Let $X$ be the quintic threefold in $\mathbb{CP}^{4}$ defined by the vanishing of the Fermat polynomial $$ x_{1}^{5}+x_{2}^{5}+x_{3}^{5}+x_{4}^{5}+x_{5}^{5} $$ and consider a rational curve $D$ on $X$. I would like to compute the Chern character $ch(\mathcal{O}_{D})$ of the structure sheaf of $D$. I believe that the answer should be $$ ch(\mathcal{O}_{D}) = -\frac{1}{5}[H]^{2} - \frac{1}{5}[H]^{3} $$ where $[H]$ is the (restriction of), the hyperplane class.
My first idea was to consider the short exact sequence $$ 0 \to\mathcal{I}_{D} \to \mathcal{O}_{X} \to \mathcal{O}_{D} \to 0 $$ where $\mathcal{I_{D}}$ is the ideal sheaf of $D$. Then by the additivity of the Chern character, we should have $$ ch(\mathcal{O}_{D}) = ch(\mathcal{O}_{X}) - ch(\mathcal{I}_{D}) $$ However, I have no idea how to identify the ideal sheaf $\mathcal{I}_{D}$. Any pointers would be greatly appreciated.
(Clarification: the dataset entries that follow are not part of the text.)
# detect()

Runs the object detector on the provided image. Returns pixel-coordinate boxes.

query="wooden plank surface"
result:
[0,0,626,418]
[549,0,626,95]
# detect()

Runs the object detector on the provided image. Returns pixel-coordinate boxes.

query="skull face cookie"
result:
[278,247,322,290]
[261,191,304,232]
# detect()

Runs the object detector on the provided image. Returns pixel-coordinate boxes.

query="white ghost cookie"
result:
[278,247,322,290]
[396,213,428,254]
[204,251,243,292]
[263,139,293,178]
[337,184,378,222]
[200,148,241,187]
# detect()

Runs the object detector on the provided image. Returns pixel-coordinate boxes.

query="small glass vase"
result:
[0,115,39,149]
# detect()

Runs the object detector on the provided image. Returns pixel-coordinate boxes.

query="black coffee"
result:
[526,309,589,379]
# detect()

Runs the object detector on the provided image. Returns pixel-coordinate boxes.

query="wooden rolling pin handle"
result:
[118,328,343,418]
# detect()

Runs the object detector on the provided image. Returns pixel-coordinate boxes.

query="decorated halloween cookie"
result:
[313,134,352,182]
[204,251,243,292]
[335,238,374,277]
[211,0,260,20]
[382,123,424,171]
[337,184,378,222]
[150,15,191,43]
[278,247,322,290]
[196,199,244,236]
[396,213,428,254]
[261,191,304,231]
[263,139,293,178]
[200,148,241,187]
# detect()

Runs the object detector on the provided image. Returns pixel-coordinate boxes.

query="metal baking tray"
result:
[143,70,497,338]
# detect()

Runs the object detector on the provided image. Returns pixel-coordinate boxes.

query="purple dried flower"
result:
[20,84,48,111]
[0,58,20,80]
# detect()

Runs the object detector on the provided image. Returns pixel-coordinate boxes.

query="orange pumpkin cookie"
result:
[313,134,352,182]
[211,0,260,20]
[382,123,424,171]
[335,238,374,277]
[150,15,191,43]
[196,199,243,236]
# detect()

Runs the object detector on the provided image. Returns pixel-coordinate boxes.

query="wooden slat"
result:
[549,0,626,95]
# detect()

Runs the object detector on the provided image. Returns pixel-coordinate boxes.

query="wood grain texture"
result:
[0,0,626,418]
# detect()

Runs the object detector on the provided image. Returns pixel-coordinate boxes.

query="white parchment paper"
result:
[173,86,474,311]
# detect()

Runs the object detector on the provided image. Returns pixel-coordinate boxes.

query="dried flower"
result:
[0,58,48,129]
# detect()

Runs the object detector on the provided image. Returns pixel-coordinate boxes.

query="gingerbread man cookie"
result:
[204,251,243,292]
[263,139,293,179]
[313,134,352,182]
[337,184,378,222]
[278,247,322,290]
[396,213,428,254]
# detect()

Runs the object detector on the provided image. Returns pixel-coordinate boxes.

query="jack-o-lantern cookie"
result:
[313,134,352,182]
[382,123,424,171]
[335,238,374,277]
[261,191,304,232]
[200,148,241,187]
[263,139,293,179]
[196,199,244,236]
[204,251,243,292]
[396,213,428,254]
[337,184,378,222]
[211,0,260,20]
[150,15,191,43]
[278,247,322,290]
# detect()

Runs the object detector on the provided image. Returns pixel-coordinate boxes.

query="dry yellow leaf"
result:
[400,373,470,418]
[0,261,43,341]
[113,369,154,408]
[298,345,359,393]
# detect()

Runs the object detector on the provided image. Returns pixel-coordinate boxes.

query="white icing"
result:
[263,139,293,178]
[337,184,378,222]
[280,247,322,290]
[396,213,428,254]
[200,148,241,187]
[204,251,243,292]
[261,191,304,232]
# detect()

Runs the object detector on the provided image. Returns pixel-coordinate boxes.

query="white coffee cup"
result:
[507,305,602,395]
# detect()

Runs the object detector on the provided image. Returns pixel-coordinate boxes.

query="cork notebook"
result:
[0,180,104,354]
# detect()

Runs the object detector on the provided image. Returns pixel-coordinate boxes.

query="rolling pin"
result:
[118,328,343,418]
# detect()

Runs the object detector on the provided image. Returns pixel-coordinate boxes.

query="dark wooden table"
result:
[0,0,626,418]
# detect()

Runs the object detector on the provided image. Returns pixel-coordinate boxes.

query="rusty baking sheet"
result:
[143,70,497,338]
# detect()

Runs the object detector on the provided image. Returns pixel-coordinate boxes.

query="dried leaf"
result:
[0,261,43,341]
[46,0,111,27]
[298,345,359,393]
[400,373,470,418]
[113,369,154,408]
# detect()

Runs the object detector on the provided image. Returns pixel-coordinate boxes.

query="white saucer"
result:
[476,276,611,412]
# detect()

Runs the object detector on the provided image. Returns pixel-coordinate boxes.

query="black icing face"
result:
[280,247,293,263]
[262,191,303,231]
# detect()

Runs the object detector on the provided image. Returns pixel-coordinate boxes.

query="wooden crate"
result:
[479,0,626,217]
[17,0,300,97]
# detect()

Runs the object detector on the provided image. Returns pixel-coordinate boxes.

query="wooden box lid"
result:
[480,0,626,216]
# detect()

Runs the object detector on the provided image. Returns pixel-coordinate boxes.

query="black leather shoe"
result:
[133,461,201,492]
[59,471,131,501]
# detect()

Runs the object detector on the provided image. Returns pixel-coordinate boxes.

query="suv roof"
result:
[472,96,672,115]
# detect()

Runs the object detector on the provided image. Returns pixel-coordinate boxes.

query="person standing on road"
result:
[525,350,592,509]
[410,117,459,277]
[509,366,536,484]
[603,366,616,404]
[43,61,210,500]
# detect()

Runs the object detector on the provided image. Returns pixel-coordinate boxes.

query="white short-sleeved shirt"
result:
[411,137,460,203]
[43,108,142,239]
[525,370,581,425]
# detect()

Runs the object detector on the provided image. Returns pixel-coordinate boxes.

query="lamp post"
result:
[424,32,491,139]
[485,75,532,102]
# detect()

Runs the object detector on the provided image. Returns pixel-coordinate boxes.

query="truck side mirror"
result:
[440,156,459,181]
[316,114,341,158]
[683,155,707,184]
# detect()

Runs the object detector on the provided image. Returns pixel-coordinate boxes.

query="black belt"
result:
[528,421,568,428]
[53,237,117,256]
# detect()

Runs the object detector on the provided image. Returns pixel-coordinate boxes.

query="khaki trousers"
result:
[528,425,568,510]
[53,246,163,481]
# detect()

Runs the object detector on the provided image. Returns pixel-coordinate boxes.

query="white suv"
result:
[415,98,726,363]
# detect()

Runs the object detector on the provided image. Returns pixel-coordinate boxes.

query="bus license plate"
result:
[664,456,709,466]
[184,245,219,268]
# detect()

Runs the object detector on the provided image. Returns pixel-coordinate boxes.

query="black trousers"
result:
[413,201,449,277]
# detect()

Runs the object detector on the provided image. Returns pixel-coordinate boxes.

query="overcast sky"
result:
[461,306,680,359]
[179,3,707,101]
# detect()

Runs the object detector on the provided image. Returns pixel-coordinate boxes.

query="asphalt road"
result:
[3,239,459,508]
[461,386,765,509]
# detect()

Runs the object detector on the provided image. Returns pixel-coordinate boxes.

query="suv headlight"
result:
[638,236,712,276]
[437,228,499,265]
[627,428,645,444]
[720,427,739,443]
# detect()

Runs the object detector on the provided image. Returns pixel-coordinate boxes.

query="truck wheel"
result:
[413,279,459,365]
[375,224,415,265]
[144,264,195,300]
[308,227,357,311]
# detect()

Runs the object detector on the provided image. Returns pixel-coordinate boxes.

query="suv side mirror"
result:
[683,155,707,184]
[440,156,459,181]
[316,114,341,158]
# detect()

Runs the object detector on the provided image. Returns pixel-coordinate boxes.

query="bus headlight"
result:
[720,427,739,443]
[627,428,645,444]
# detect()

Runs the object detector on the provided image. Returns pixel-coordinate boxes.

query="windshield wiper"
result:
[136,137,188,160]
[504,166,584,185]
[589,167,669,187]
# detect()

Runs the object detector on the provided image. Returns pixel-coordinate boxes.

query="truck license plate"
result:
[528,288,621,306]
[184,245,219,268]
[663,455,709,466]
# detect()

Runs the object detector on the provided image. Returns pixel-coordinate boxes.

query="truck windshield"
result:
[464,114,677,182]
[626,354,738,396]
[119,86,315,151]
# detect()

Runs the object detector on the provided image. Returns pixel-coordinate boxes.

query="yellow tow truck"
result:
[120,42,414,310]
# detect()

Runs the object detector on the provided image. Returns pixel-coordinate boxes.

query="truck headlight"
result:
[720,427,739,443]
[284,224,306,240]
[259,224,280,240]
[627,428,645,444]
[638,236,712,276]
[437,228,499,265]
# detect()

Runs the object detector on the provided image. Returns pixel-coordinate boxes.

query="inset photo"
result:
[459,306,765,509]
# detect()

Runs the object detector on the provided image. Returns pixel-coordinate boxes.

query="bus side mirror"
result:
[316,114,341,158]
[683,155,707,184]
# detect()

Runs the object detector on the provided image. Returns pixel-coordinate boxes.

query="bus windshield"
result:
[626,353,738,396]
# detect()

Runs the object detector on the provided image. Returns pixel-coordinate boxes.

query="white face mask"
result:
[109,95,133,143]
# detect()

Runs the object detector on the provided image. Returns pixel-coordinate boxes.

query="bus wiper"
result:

If $C$ is a curve of genus $g$ then $$ ch(\mathcal{O}_C) = [C] + (1 - g)[P] = \frac{d}5[H]^2 + \frac{1 - g}5[H]^3, $$ where $[P]$ is the class of a point. Indeed, the top term is $[C]$ by Grothendieck--Riemann--Roch, and the bottom term is determined by Hirzebruch--Riemann--Roch (note that the canonical class of $X$ is zero).